From the Guidelines
Elevated albumin-to-creatinine ratio (ACR) and protein in the urine indicate kidney damage and require prompt medical attention, with referral to a nephrologist for uncertainty about the etiology of kidney disease, difficult management issues, and rapidly progressing kidney disease 1. An elevated ACR and protein in the urine, known as proteinuria, are indicators of kidney damage. The normal ACR is less than 30 mg/g, with 30-300 mg/g indicating microalbuminuria and over 300 mg/g suggesting macroalbuminuria.
- Key points to consider:
- Measurement of urinary ACR is recommended for evaluation of proteinuria in preference to urinary total protein for many reasons, including its greater sensitivity for detecting low-grade but clinically important albuminuria 1.
- Reduction in ACR in intervention trials targeted at blood pressure reduction or renin–angiotensin blockade has shown benefit for progression of CKD 1.
- Urine protein excretion has important prognostic implications not only for CKD progression but also for risk of other adverse clinical outcomes, including all-cause mortality and cardiovascular events, irrespective of baseline kidney function 1.
- Treatment typically includes medications like angiotensin-converting enzyme inhibitors (ACE inhibitors) such as lisinopril (10-40 mg daily) or angiotensin II receptor blockers (ARBs) such as losartan (50-100 mg daily), which reduce protein leakage and protect kidney function.
- Blood pressure control is essential, aiming for below 130/80 mmHg.
- Lifestyle modifications are also crucial, including:
- Reducing sodium intake to less than 2,300 mg daily
- Moderating protein consumption
- Maintaining healthy blood glucose levels if diabetic
- Regular exercise These interventions are important because persistent proteinuria can lead to progressive kidney damage, eventually resulting in chronic kidney disease or kidney failure, as noted in the most recent guidelines 1.
- The protein in urine occurs when the kidney's filtering units (glomeruli) become damaged, allowing proteins that should remain in the bloodstream to leak into the urine.

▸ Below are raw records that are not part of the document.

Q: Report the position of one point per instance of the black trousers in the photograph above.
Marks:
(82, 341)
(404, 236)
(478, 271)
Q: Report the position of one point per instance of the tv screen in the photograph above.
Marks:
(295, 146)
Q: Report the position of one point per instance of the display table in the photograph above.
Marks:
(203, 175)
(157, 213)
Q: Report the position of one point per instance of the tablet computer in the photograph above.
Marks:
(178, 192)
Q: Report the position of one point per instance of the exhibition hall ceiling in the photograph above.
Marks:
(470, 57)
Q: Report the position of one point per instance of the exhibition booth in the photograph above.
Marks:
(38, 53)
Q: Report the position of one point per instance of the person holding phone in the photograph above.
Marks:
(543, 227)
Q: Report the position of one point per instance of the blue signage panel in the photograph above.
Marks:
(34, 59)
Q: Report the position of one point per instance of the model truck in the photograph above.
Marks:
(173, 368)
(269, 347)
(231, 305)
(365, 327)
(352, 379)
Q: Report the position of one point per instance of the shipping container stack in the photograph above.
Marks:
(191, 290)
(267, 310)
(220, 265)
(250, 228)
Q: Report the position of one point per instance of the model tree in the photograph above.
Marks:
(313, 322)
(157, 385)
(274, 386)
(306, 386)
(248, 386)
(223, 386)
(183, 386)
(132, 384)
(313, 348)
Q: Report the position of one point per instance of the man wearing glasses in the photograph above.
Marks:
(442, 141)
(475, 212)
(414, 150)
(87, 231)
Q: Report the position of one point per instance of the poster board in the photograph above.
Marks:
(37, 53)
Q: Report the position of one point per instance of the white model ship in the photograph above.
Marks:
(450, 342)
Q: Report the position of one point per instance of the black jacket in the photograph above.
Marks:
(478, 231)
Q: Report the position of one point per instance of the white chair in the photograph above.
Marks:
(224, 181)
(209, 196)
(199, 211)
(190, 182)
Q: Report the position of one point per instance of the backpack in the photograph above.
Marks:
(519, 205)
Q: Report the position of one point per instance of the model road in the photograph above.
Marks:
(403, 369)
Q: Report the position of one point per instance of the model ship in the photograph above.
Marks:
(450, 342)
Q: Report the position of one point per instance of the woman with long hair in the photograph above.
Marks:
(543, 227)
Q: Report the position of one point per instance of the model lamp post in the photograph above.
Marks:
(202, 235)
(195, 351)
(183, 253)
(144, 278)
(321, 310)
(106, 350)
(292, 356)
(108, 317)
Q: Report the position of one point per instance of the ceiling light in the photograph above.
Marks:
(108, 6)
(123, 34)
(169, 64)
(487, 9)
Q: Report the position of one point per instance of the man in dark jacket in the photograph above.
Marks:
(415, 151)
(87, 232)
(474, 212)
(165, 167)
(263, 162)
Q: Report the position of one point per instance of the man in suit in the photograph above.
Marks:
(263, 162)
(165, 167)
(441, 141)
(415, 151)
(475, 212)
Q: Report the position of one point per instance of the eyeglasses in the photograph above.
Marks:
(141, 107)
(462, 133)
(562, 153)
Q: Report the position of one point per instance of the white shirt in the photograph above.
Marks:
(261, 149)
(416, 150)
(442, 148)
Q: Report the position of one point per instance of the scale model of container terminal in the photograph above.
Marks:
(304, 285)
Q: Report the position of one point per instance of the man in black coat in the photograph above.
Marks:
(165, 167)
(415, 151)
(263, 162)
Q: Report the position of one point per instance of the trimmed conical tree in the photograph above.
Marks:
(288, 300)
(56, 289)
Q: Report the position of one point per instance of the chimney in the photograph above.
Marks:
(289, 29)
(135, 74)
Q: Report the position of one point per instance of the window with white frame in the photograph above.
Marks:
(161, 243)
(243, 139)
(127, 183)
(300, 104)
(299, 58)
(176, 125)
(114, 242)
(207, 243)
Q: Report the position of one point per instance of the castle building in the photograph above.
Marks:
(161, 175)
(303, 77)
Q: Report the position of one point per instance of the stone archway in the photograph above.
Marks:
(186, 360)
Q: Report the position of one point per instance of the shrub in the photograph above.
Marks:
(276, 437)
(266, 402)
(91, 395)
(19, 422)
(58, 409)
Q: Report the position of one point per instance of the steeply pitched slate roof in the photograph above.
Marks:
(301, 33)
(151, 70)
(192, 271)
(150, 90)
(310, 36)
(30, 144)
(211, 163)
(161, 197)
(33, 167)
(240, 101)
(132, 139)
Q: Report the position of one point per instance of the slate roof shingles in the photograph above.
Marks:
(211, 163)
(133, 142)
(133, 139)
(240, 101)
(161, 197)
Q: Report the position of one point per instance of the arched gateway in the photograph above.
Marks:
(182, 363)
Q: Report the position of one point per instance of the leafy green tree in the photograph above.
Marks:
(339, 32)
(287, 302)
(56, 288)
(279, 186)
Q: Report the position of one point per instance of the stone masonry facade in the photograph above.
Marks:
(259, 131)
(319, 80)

- It is also important to consider that two of three specimens of UACR collected within a 3- to 6-month period should be abnormal before considering a patient to have high or very high albuminuria, due to high biological variability of >20% between measurements in urinary albumin excretion 1.
From the Research
Elevated ACR and Protein in the Urine
- Elevated Albumin-to-Creatinine Ratio (ACR) and protein in the urine are indicators of kidney damage and disease progression 2.
- The relationship between ACR and protein-to-creatinine ratio (PCR) is nonlinear, with the albumin-to-protein ratio increasing from <30% in normal to mild proteinuria to about 70% in severe proteinuria 2.
- Sex is an important modifier of the relationship between ACR and PCR, with men generally having a higher albumin-to-protein ratio 2.
Management of Proteinuria
- Blockade of the renin-angiotensin-aldosterone system is a recommended treatment for proteinuria, and can be achieved using angiotensin-converting enzyme inhibitors (ACEIs) or angiotensin receptor blockers (ARBs) 3, 4, 5.
- Combination therapy with an ACE inhibitor and an ARB can result in a significant decrease in proteinuria, but may also increase the risk of adverse events such as hyperkalaemia and progressive renal impairment 4, 5.
- The routine use of combined renin-angiotensin-aldosterone inhibition for albuminuria is not supported by current evidence, and the decision to use combination therapy should be made on a case-by-case basis 5.
Treatment Options
- ACEIs and ARBs are effective in reducing proteinuria in patients with chronic kidney disease (CKD) and proteinuria 3, 4, 6.
- The combination of olmesartan and temocapril has been shown to be effective in reducing proteinuria in normotensive CKD patients and IgA nephropathy 3.
- Enalapril has been shown to be effective in reducing albuminuria in diabetic nephropathy 3.
- Calcium channel blockers may be recommended for patients with stage G4-5 CKD aged ≥75 years 6.
Prescription Rates
- Despite guideline recommendations, ACEIs and ARBs are insufficiently prescribed for patients with hypertension associated with CKD and proteinuria 6.
- The prescription rate of ACEIs and ARBs is lower in patients aged <75 years with CKD stage G1-G5 compared to patients aged ≥75 years with CKD stage G1-G3 6.